One of the major constraints is that current technology ignores that the human cells are diploid they have a copies of each chromosome.
"What you get is a grab bag of four million [genetic] variants," said Jay Shendure, associate professor of genome sciences at the University of Washington. "What you don't get is which chromosome it is on."
To get a more accurate picture of human genetics, Shendure and other biomedical researchers are working to tease out which genes sit on which chromosome. Their work was named a top 10 emerging technology by the editors at MIT Technology Review.
There are different approaches to separating chromosomes out.
Shendure splits up the genomes in to smaller chunks of 40,000 base pairs (of about 3 billion total in the human genome) and then taking a subsample of those smaller pieces to find which genes appear on which chromosome. Stephen Quake, a biophysicist at Stanford University, instead sorted out the individual chromosomes before sequencing the genome by trapping individual cells as they're ready to divide and extracting out individual chromosomes.
"Conceptually both [approaches] are the same," Shendure told InnovationNewsDaily, "we're both subsampling the genome many times."
All of the current approaches in this burgeoning field have significant limitations. Cloning chunks of the genome is labor intensive and it doesn't yield full chromosomes, Shendure said, while Quake's approach is also technically challenging to get the chromosomes out of the cell.

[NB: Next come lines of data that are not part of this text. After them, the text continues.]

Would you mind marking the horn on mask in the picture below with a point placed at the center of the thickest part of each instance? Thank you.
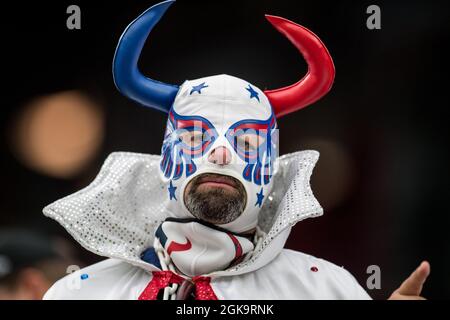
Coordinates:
(319, 78)
(127, 77)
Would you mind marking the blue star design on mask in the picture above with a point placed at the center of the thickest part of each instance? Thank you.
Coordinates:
(260, 198)
(172, 191)
(198, 88)
(253, 93)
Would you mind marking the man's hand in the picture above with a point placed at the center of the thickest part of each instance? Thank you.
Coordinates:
(411, 287)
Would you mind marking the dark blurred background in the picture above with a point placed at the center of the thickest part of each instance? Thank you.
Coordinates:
(382, 131)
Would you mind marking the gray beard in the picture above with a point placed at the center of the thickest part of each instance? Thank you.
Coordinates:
(216, 206)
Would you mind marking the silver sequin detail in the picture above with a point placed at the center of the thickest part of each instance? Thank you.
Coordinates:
(117, 214)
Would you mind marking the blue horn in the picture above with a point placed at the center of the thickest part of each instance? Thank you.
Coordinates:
(127, 78)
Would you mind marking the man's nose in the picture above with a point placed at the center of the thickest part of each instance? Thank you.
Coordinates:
(220, 155)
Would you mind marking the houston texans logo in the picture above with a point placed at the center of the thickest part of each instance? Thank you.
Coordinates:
(173, 246)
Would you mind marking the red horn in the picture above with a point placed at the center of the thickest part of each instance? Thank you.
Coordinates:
(316, 83)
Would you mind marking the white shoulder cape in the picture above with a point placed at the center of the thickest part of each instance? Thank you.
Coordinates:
(117, 214)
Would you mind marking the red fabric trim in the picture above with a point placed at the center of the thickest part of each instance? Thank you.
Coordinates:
(161, 279)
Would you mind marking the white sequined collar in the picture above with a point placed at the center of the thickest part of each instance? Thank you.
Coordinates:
(117, 214)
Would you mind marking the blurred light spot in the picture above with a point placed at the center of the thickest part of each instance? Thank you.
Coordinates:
(59, 134)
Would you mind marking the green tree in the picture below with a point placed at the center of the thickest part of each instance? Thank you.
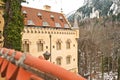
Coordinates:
(13, 24)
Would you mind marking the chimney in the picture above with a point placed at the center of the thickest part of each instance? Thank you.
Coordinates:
(47, 7)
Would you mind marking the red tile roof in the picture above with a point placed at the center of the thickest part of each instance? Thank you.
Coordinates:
(52, 18)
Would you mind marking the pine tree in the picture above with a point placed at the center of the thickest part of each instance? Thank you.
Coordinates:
(13, 24)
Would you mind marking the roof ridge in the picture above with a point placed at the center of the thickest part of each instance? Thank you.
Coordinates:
(42, 10)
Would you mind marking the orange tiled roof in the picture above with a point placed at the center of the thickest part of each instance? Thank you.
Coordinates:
(38, 17)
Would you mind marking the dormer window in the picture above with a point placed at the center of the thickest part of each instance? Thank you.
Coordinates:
(52, 16)
(30, 22)
(66, 26)
(45, 23)
(25, 13)
(39, 14)
(57, 25)
(61, 18)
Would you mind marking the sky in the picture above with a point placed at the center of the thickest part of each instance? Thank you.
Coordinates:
(67, 5)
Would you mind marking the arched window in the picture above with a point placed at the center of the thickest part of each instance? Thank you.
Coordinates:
(0, 34)
(68, 59)
(59, 61)
(26, 45)
(40, 45)
(68, 44)
(58, 45)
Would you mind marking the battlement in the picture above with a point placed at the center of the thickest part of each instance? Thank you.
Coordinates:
(47, 30)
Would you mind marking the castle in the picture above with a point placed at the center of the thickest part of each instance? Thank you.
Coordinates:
(47, 32)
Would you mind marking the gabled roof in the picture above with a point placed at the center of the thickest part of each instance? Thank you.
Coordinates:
(43, 18)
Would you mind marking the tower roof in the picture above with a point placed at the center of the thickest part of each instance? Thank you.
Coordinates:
(44, 18)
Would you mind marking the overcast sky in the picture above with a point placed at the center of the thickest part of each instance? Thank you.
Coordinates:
(56, 5)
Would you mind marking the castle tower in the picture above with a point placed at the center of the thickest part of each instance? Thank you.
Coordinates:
(1, 23)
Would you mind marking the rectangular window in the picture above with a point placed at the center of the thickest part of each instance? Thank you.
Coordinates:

Although there could be various applications in health care, the most likely place where this detailed information will be used clinically is during pregnancy. Shendure said doctors could potentially screen for Mendelian disorders diseases caused by one single gene mutation during pregnancy. "It's going to be something we couldn't do before."
Matching genes to chromosomes will also open up the possibility of single gene therapies and provide new insight into population genetics that could help researchers understand ancient migrations.
Shendure said that there will likely be more than one approach likely a combination of techniques that will allow the whole field to scale.
"Someone is going to figure out how to do this," Shendure said. "Ten years is a pretty conservative estimate."